Ce texte se veut une réponse à la chronique « Wokes identitaires » de Me Frédéric Bérard, parue dans le journal Metro le 10 mars 2021.


Les demandes pour faire (re-)rebaptiser l’aéroport de Dorval font définitivement couler beaucoup plus d’encre que je ne l’aurais imaginé il y a deux semaines. Les habitués de la cause nationaliste et indépendantiste — avec lesquels je ne cacherai pas mon affinité — se sont fait entendre, on s’y attendait, pour pourfendre Pierre Trudeau et mettre en valeur la candidature, entre autres, de René Lévesque au rang prisé d’aéroport. Or, au moment où j’écris ces lignes, la pétition demandant très exactement cela a dépassé les 30 000 signatures — et d’autres pétitions parallèles, proposant d’autres noms, récoltent aussi des nombres impressionnants d’adhérents. Voilà pour mon pessimisme.

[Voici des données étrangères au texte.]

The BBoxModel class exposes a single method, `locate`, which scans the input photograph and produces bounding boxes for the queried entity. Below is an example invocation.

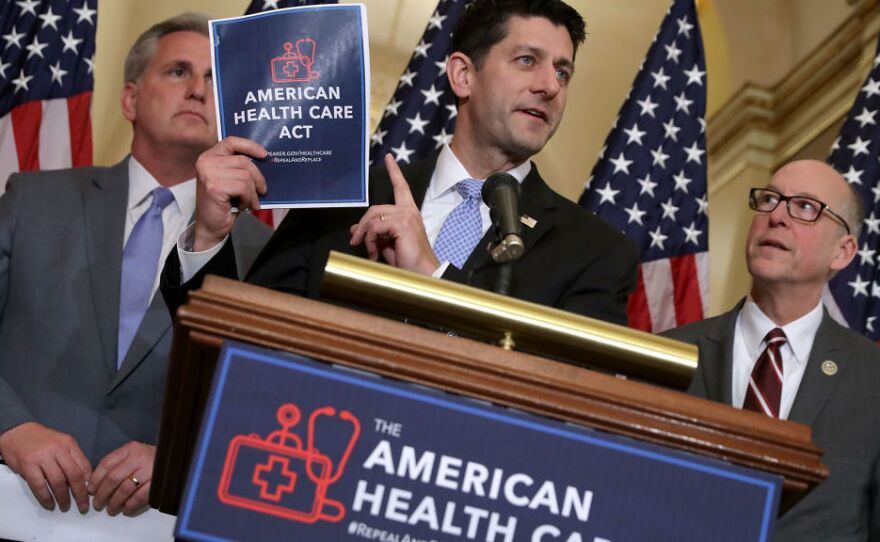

Mais pour l’auteur de la chronique Wokes identitaires, parue au matin du 10 mars dans le Metro avec un titre qui n’en laisse pas gros à l’imagination, il s’agit là d’autant de cancelleurs en puissance. N’ayons pas peur de lire le sous-texte : des hypocrites, au pire, car ces gens — à l’image des Québécois en général, j’ose le rappeler — tendent à dénoncer lesdites pratiques de cancellation quand un scandale y attenant se présente. Au mieux, ce sont là des naïfs qui, par leur bêtise, se « vautr[ent] dans les marasmes visqueux de la théorie de l’annulation ».


Avec égards pour son auteur, que je tiens dans la plus grande estime, je suis d’avis que cette chronique reflète très mal la réalité, en plus de s’articuler autour de paralogismes évidents.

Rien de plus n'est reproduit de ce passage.